As for natural gas, the extended drought in Brazil has placed severe constraints on its hydropower capacity, motivating the country to investigate continental sourcing with Argentina. The latter government has announced plans to build a 1.5 billion ft3/d line from Neuquen province to Brazil; the first stage is expected to come online in 2023.

High LNG prices have also spurred Latin America’s industry leaders to discuss Greenfield projects. Pan American Energy has proposed a US$15 billion facility to supply Argentinian LNG to countries looking to reduce supplies from Russia. Pipeline operator TGS said it has plans to supply feedstock to the project.

Colombia Prospects for Colombia’s oil and gas sector are looking up. After several adversarial years (including COVID-19, insurgents and mass protests in oil-producing regions), investment in the sector is expected to climb from a low of US$2 billion in 2020 to US$4.4 billion in 2022. In March 2022, Baker Hughes reported that 31 rigs were actively exploring in the country, up from half that two years ago. Although Colombia’s heavy sour crudes are discounted by refineries seeking lighter alternatives, buoyant commodity prices are proving a boon to a country that relies on crude exports to earn approximately 20% of government revenues.

Much still needs to be done. Colombia’s crude reserves remain stuck at 1.8 billion bbl, enough to keep production of 750 000 bpd going for another six years. Attacks on crude infrastructure, including the 210 000 bpd Caño Limón-Coveñas oil pipeline running from the Colombia-Venezuela border to Colombia’s Caribbean port of Coveñas, continue to plague exports. In June 2022, Gustavo Petro was elected president; during his campaign, he vowed to stop issuing oil exploration licenses, and gradually phase the sector out.

Hydrogen The world currently produces around 75 million tpy of hydrogen, primarily using the steam-methane reforming process, where high-temperature steam is used to strip hydrogen from natural gas. The International Energy Agency (IEA), estimates that greenhouse gas emissions associated with the production amounted to roughly 830 million tpy of CO2e; many jurisdictions, including the EU, have announced plans to increase green hydrogen production through the use of renewable energy and electrolysis, which emits no CO2.

The invasion of the Ukraine has super-charged those plans. Countries such as Germany, which relies heavily on Russian gas, are keen to accelerate the development of alternative fuel sources. The EU recently announced a €300 million hydrogen funding package aimed at reducing the dependence on Russian gas, by ramping up the current target of 3 million short t by 2030 to 15 million t. While the potential for Latin America to produce CO2-free hydrogen is huge, so far, only a few projects have been announced; Australian firm Enegix plans to take advantage of northeast Brazil’s abundant wind and sunshine by constructing a 600 000 tpy green hydrogen plant in Ceará state.

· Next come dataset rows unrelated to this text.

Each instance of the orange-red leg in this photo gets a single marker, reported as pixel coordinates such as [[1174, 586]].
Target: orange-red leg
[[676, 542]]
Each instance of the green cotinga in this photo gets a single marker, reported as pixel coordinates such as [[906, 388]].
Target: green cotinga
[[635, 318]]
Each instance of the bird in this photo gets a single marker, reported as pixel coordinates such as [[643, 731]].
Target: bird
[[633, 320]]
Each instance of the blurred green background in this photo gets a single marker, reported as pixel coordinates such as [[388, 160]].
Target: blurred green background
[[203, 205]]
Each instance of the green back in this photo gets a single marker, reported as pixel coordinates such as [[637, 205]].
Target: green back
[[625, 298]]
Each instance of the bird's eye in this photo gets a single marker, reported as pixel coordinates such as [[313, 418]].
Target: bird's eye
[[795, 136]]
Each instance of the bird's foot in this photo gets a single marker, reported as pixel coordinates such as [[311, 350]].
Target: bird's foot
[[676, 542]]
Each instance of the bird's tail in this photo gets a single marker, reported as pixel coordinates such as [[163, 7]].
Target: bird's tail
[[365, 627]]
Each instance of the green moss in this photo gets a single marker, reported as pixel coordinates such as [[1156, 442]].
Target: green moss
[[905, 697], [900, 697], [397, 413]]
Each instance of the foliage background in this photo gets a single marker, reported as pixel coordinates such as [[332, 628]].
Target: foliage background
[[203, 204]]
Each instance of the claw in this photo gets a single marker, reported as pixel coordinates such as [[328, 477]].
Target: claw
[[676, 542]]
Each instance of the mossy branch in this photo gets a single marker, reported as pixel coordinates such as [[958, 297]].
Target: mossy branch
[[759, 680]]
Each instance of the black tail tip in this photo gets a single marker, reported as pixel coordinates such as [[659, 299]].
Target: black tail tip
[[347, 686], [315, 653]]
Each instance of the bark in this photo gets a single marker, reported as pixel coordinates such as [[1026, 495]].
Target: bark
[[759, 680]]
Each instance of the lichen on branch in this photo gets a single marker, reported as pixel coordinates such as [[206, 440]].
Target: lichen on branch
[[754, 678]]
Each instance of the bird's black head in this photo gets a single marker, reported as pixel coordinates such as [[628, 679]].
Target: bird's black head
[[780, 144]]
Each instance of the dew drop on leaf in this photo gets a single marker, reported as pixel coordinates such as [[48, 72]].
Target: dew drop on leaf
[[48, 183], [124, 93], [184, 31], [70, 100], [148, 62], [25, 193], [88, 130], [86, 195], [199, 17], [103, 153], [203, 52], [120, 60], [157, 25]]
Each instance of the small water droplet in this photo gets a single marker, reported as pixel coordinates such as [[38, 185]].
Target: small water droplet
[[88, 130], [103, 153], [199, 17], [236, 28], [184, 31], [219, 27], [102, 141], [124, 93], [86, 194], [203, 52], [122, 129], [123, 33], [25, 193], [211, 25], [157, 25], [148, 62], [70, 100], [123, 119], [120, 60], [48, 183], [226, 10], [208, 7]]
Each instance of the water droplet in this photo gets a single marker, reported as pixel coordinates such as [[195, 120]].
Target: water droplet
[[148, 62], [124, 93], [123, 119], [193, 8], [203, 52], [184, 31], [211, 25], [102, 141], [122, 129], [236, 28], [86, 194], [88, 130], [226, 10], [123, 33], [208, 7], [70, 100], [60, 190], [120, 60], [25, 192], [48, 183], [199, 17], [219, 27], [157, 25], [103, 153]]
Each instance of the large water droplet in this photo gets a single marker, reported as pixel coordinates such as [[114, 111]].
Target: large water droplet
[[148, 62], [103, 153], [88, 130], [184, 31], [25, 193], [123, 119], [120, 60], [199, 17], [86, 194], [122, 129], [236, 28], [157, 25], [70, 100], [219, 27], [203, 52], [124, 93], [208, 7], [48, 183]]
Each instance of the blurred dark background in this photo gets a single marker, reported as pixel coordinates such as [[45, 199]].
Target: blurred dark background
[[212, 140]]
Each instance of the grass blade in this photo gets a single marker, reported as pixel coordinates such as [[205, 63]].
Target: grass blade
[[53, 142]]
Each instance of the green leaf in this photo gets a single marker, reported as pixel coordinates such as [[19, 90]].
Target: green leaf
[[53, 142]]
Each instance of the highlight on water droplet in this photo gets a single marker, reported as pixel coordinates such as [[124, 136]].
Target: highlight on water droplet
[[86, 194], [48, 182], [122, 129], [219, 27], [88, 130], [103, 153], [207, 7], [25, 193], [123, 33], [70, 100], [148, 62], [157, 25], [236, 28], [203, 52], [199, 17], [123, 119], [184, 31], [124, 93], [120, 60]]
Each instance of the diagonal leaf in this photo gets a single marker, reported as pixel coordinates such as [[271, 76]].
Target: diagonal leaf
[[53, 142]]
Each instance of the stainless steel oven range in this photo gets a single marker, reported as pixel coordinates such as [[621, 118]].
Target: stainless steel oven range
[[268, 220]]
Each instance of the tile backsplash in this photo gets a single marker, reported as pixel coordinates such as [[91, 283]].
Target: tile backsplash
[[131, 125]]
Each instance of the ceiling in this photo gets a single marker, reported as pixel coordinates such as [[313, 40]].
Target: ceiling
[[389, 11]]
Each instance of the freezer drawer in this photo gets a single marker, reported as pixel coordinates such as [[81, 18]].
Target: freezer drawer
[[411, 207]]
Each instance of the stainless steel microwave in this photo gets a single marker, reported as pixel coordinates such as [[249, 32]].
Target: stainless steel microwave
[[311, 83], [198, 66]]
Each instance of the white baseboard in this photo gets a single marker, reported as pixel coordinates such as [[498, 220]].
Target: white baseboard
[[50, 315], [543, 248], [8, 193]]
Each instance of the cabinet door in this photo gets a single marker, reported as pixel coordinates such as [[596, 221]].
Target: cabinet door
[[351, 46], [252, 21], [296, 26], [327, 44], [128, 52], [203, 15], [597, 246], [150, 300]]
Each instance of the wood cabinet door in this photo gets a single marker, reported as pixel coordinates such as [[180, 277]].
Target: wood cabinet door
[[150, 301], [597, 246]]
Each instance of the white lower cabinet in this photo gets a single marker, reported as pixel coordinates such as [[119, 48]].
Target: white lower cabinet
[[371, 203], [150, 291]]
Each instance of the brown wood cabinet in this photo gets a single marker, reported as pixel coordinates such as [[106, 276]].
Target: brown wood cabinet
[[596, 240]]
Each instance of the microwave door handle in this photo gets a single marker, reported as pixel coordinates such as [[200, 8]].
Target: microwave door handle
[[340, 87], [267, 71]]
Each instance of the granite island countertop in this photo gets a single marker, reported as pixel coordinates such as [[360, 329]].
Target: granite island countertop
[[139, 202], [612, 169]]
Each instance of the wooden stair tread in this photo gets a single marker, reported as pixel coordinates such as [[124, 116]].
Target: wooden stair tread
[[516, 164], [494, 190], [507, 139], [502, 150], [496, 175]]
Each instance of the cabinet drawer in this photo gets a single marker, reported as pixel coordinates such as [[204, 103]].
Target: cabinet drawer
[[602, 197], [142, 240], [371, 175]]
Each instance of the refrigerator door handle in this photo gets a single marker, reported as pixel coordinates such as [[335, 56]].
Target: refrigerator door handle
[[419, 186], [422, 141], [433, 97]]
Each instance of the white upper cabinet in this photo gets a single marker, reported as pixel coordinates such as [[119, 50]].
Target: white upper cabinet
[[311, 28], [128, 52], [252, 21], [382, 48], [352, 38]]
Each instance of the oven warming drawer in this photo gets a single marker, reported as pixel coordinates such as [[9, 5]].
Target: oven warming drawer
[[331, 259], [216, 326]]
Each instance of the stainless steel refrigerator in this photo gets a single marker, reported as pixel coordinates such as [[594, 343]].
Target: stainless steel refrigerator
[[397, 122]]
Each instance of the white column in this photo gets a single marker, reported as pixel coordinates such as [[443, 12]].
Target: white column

In conclusion, while the Ukraine conflict has created inadvertent benefits to South America’s oil and gas sector, many challenges remain. Jurisdictions will need to deal with domestic issues (such as regulatory regimes, fiscal incentives and corruption), in order to beneficially develop the continent’s vast natural resources. Regardless, the potential for new transportation infrastructure in Brazil, Argentina and Guyana over the next decade remains huge.